I had Jane Street and one other offer on the table in early 2026 and I went back and forth for almost three weeks before deciding. Sharing the actual decision framework because I couldn't find much on this when I was going through it.
The offers:
Jane Street SWE: base around $200k, plus meaningful profit-share that was described as historically significant. No sign-on worth mentioning.
Competing offer: top-tier tech company, IC4/L5 equivalent, total comp around $320k in year one including RSUs and sign-on. All numbers are approximate and in 2026 dollars.
On paper it looked like the tech company was way ahead. But I dug into it.
Comp trajectory. At the tech company, that $320k front-loads sign-on and RSU refresh is uncertain. At Jane Street, the profit-share is tied to firm performance, which has historically grown. I modeled out three scenarios: flat market, good market, great market. Even in the flat scenario JS was competitive. In a good market it would likely exceed the tech company by year 3.
Career optionality. Jane Street on a resume is a specific signal. It opens certain doors (quant finance, hedge funds, prop trading, certain fintech roles) while the FAANG-track opens different ones. I had to be honest about which doors I actually want open.

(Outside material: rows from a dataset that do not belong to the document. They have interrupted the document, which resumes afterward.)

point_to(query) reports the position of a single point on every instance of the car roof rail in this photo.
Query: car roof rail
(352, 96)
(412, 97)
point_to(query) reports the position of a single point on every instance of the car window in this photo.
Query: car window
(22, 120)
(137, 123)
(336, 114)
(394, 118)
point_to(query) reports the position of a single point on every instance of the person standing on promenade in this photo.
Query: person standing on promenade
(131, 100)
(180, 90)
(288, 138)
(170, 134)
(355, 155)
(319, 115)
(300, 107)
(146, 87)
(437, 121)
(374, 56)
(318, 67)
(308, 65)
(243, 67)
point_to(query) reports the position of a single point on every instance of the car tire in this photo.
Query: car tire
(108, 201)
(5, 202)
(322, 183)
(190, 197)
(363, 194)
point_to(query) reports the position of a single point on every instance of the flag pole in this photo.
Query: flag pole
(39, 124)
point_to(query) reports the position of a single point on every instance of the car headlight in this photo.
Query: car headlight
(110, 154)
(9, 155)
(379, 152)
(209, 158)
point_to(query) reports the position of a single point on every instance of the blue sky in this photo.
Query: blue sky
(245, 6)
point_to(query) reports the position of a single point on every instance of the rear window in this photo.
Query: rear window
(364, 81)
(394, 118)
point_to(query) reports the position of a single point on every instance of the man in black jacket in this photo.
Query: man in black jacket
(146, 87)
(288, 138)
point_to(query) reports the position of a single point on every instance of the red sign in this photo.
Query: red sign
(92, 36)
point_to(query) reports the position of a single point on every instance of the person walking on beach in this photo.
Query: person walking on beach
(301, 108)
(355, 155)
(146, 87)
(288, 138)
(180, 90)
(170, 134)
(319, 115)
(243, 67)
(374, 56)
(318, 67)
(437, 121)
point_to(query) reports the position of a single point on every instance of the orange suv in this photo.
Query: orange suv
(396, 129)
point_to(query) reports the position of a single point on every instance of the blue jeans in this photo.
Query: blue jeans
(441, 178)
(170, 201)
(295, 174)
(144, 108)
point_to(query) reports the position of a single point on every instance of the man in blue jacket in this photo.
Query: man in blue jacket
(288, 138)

Culture fit. I did reference calls for both. Jane Street people were noticeably more excited about the actual work. The tech company folks were fine but it felt more like a job. That's hard to quantify but it's real.
The intensity tradeoff. Jane Street is genuinely more demanding intellectually. Not necessarily more hours, but you're on more of the time. For me that's energizing. That's personal.
I took Jane Street. Two months in I think it was right for me specifically. But I know people who took the other path and are doing great. It's not a universal answer.